I have a 2007 Macbook Pro and for nearly two years, the battery has been toast. In April, Apple replaced the logic board. Since the repair, whenever the power cable comes loose, the MBP shuts off as expected.

Before the repair, when the power cable was unplugged, the MBP simply shut off. Now, when I plug it back in and turn it on, it boots back up in the previous state, but has a white screen with loading bars at the bottom.

I haven't found anything related to this on the web. Is this related to the new logic board, or is there something else I should be concerned about? The MBP is running Leopard and is up to date.

Was it helpful?

Solution

This feature is called Safe Sleep. Apple notebooks will keep the RAM contents alive (sleep in PC jargon), but write a copy to the disk (hibernate, in PC jargon) at the same time.
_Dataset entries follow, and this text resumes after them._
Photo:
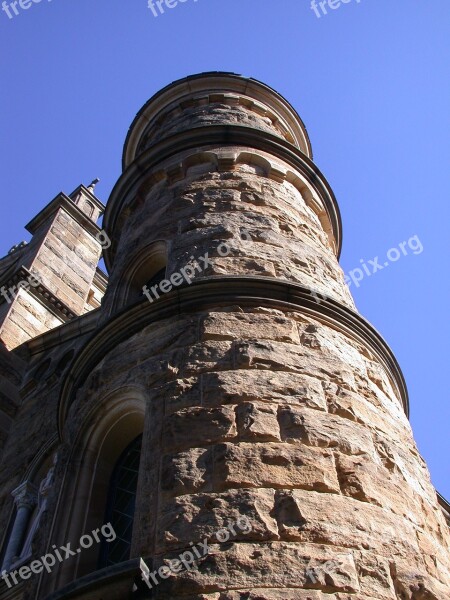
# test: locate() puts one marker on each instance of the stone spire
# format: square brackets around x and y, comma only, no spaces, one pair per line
[263,406]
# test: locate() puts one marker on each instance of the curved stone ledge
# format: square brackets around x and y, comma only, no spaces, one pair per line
[223,291]
[202,139]
[210,87]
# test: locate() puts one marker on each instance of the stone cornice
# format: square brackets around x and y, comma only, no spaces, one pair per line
[208,136]
[41,293]
[223,291]
[214,82]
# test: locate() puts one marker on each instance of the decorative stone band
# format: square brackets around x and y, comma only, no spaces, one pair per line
[41,293]
[322,198]
[223,291]
[224,88]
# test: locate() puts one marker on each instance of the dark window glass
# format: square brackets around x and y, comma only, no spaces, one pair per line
[121,504]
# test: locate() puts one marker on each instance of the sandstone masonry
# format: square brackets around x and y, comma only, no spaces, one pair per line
[251,398]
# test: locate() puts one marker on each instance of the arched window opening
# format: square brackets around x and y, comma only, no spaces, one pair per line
[150,271]
[121,505]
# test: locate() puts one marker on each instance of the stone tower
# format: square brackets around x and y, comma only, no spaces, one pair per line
[270,417]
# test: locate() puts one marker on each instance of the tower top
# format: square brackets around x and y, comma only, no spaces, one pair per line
[161,111]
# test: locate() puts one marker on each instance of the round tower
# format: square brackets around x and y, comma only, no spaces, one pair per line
[270,417]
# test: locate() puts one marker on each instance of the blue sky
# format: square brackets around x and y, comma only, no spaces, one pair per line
[371,81]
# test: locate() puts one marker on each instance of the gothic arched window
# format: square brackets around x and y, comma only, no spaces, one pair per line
[121,505]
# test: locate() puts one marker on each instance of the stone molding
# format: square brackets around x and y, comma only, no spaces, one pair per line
[202,139]
[219,291]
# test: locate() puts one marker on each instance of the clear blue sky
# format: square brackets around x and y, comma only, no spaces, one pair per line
[370,80]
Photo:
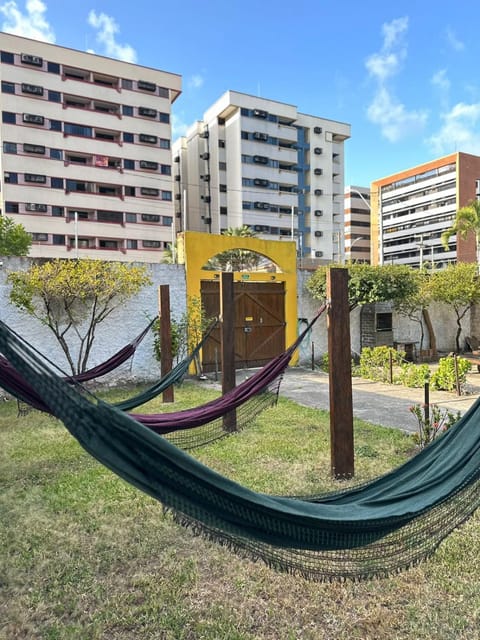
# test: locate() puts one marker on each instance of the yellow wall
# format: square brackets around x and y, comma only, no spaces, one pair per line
[195,249]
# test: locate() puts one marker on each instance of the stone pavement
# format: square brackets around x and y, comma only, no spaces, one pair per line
[382,404]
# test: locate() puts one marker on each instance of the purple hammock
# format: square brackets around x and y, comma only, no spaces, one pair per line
[164,423]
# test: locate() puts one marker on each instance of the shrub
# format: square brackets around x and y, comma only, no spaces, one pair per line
[444,377]
[413,375]
[438,421]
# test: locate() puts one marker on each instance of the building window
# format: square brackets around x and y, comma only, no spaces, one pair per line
[78,130]
[7,57]
[11,207]
[8,117]
[32,89]
[150,217]
[35,177]
[39,149]
[54,96]
[8,87]
[40,237]
[53,67]
[56,183]
[9,147]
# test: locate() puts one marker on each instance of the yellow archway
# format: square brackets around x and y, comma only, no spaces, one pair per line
[195,249]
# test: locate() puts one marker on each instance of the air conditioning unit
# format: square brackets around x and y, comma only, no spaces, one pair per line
[146,86]
[26,58]
[33,118]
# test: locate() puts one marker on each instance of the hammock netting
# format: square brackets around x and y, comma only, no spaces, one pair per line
[373,529]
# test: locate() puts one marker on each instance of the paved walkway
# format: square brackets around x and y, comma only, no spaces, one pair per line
[383,404]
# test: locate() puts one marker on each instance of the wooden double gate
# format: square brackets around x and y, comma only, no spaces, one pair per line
[259,323]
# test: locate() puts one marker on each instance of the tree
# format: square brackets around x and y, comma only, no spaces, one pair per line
[236,259]
[368,283]
[14,240]
[457,286]
[72,297]
[467,220]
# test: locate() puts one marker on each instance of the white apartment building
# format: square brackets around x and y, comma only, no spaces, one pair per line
[411,209]
[86,161]
[357,224]
[257,162]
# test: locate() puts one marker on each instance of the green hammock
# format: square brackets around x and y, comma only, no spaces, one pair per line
[375,529]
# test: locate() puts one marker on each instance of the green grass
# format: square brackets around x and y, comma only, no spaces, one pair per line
[85,556]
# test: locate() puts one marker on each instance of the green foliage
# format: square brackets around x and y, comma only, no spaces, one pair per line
[375,363]
[458,287]
[444,377]
[14,240]
[72,297]
[235,259]
[368,283]
[433,423]
[413,375]
[186,332]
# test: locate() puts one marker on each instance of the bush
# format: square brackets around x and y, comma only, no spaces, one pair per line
[444,377]
[413,375]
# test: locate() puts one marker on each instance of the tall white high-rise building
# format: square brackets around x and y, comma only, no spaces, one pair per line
[86,161]
[257,162]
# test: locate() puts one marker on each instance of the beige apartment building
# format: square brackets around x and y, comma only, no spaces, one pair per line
[86,164]
[259,162]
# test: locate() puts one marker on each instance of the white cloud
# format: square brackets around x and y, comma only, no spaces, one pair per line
[196,81]
[31,24]
[453,41]
[392,116]
[440,80]
[460,130]
[107,29]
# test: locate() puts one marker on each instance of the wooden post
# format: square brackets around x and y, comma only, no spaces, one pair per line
[166,359]
[227,312]
[340,374]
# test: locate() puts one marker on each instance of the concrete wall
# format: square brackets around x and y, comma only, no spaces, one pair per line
[127,322]
[117,331]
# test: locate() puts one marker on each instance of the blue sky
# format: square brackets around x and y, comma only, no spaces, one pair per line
[405,75]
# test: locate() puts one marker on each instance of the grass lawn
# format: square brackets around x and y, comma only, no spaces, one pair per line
[85,556]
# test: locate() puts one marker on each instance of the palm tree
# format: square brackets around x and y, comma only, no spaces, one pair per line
[467,220]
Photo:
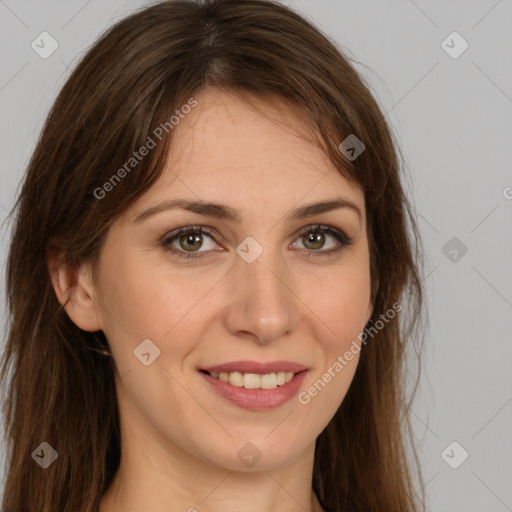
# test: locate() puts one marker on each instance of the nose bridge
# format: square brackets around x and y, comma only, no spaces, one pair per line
[262,303]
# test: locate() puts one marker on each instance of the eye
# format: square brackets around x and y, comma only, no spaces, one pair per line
[187,241]
[315,238]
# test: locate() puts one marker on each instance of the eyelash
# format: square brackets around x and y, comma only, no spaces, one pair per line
[343,239]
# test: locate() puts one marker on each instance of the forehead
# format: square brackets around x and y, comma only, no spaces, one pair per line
[238,149]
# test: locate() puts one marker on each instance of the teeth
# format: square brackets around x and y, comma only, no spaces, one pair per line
[254,380]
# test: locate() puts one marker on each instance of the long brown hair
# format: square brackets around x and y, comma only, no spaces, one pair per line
[61,390]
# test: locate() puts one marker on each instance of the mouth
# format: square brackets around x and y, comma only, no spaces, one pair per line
[253,380]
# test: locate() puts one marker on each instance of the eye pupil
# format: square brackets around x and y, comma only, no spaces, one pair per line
[192,239]
[316,238]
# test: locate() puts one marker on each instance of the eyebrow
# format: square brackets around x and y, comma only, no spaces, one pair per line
[223,212]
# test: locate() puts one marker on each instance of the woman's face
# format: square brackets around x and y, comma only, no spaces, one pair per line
[261,289]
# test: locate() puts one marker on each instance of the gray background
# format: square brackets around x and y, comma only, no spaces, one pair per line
[453,120]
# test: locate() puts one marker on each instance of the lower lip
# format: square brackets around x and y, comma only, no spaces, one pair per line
[257,399]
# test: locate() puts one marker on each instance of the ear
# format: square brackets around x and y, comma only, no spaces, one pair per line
[371,302]
[74,289]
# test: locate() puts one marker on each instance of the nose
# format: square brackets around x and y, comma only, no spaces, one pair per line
[262,303]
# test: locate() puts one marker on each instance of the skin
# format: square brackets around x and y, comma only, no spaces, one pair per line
[179,438]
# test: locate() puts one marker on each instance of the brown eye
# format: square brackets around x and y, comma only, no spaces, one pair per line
[315,238]
[187,242]
[191,241]
[315,241]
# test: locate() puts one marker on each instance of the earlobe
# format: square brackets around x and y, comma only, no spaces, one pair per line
[74,290]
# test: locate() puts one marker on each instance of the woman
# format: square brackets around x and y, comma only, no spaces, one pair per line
[207,277]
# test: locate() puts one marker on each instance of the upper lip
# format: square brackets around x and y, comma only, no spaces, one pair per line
[256,367]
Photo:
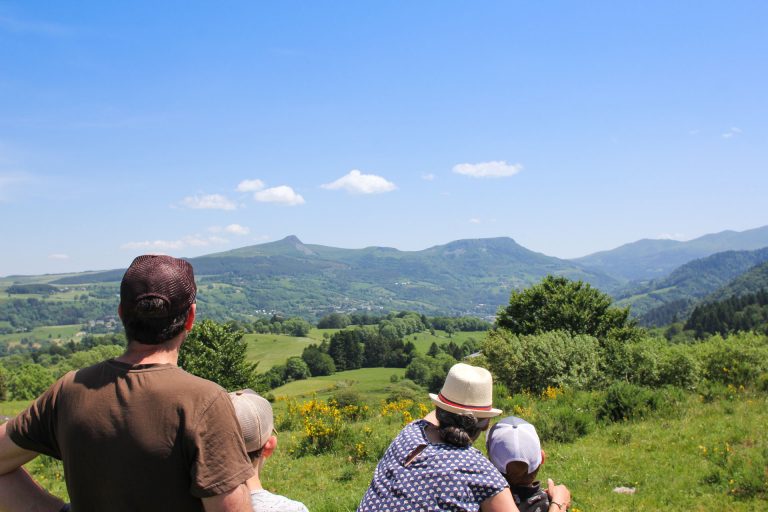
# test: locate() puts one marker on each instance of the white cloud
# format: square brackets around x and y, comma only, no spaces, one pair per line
[237,229]
[208,202]
[282,194]
[495,169]
[175,245]
[358,183]
[250,185]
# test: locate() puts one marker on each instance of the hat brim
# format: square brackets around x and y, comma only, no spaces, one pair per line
[482,413]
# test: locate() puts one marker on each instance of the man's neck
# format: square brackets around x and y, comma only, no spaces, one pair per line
[254,483]
[141,353]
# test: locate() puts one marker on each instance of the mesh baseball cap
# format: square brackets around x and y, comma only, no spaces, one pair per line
[157,276]
[254,413]
[513,440]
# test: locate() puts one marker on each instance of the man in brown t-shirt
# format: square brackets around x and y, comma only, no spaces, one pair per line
[137,433]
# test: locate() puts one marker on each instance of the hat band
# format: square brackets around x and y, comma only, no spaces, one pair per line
[456,404]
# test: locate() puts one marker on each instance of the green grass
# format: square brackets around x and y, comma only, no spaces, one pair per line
[273,349]
[423,340]
[660,457]
[368,381]
[62,333]
[690,459]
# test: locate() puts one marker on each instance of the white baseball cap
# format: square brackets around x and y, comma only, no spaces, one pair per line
[513,440]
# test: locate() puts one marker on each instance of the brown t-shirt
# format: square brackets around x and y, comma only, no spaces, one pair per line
[137,438]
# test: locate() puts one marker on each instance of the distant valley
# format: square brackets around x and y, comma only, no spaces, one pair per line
[472,277]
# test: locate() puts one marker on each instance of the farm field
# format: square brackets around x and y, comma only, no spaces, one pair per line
[61,333]
[273,349]
[371,382]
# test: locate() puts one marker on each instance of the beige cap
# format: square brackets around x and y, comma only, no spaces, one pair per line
[254,413]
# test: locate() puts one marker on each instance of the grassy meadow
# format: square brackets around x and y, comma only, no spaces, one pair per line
[56,333]
[699,453]
[272,349]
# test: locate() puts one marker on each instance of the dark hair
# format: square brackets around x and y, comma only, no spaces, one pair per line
[149,322]
[459,429]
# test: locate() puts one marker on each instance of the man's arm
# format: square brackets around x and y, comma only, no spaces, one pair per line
[236,500]
[12,456]
[18,492]
[500,502]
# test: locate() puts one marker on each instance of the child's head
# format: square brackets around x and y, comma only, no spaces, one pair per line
[254,413]
[515,450]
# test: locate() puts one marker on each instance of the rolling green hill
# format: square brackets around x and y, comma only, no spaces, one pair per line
[287,276]
[662,300]
[653,259]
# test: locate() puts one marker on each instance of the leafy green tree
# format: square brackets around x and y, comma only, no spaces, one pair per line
[28,381]
[217,352]
[346,348]
[534,362]
[296,369]
[557,303]
[318,361]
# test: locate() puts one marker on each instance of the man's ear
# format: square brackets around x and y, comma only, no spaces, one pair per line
[190,317]
[269,447]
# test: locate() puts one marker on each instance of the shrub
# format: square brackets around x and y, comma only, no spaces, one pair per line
[738,359]
[651,362]
[625,401]
[28,381]
[536,362]
[564,424]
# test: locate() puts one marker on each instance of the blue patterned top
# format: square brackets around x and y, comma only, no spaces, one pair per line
[441,477]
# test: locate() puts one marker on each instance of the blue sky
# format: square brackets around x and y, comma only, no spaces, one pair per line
[196,127]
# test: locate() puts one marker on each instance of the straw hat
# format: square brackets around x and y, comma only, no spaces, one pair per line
[467,390]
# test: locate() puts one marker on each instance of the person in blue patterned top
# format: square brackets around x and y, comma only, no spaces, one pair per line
[432,466]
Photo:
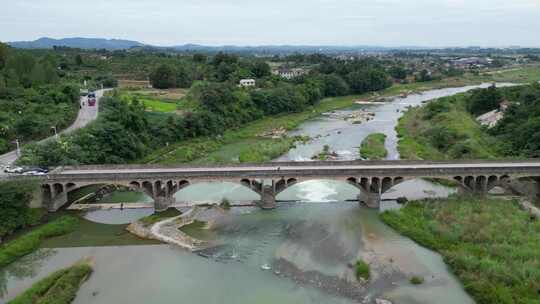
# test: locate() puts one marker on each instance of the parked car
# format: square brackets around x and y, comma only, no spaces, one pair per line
[10,169]
[34,173]
[38,169]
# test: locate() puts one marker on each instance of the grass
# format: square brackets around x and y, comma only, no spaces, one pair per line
[490,244]
[372,146]
[92,234]
[244,141]
[32,240]
[150,220]
[160,101]
[443,182]
[361,270]
[421,132]
[58,288]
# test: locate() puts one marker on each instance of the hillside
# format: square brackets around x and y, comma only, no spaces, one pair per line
[77,42]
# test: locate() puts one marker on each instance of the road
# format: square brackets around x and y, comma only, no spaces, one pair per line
[86,115]
[306,166]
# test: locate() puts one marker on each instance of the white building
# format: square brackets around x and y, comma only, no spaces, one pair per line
[290,73]
[247,83]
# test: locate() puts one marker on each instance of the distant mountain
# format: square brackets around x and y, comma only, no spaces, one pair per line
[82,43]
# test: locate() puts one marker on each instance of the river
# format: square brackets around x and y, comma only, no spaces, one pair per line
[307,244]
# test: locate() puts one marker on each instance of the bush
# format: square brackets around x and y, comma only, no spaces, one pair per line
[30,241]
[58,288]
[415,280]
[15,197]
[225,204]
[362,270]
[490,244]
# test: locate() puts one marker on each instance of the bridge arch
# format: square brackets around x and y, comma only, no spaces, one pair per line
[254,186]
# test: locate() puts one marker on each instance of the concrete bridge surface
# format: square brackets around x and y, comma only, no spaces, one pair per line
[372,178]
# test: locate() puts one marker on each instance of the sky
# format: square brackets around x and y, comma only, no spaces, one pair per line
[435,23]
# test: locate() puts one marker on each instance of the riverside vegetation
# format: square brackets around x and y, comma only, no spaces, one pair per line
[447,128]
[490,244]
[372,147]
[58,288]
[28,224]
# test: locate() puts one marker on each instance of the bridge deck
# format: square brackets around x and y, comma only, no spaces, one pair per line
[303,166]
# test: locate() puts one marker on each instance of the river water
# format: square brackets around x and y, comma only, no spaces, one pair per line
[307,245]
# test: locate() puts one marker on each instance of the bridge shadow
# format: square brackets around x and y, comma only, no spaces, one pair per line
[319,190]
[215,192]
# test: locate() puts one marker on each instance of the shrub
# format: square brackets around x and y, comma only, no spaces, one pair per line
[58,288]
[416,280]
[30,241]
[362,270]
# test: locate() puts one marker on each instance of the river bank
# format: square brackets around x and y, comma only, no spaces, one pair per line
[315,240]
[245,144]
[466,231]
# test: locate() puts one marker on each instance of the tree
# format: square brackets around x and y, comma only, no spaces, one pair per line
[15,213]
[334,85]
[78,60]
[164,77]
[199,58]
[183,77]
[3,55]
[484,100]
[260,69]
[398,72]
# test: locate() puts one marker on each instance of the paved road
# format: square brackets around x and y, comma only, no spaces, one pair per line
[308,166]
[85,115]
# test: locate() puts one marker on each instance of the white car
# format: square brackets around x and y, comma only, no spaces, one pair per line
[13,170]
[34,173]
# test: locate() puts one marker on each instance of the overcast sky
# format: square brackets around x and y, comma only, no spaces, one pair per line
[257,22]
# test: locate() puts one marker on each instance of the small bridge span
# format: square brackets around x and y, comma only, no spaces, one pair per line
[372,178]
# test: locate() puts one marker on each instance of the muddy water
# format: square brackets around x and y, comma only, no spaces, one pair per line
[307,245]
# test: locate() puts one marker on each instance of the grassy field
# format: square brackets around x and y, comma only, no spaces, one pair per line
[372,146]
[244,141]
[160,101]
[452,133]
[490,244]
[159,216]
[244,144]
[32,240]
[58,288]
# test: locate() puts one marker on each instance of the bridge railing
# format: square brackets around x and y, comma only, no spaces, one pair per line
[295,164]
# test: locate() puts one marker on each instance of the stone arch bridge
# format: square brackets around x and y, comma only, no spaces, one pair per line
[372,178]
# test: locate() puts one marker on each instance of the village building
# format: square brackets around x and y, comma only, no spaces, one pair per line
[247,83]
[290,73]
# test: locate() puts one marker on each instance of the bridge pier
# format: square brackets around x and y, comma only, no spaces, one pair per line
[268,198]
[370,199]
[56,202]
[162,203]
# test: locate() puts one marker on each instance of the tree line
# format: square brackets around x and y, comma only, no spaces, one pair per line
[125,132]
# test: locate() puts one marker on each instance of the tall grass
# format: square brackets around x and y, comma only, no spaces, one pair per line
[58,288]
[30,241]
[491,244]
[372,146]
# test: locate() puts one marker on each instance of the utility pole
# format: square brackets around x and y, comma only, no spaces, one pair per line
[18,152]
[55,132]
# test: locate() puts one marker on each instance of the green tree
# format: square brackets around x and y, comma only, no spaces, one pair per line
[15,197]
[260,69]
[334,85]
[163,77]
[78,60]
[484,100]
[3,55]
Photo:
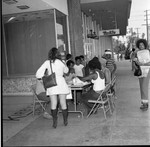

If the battery runs out while the computer is sleeping, when it wakes up, it needs to read the RAM contents from disk, and thus you get the progress bar you are seeing.

Apple doc about it is here

OTHER TIPS

This is so called "Hibernation" (my first met in windows). When battery dies, the OS dumps whole RAM into HDD (sort of swapping) so that no information is lost. When it's being booted back up, it loads the information back from HDD to RAM (hence you see the progress with those white bars).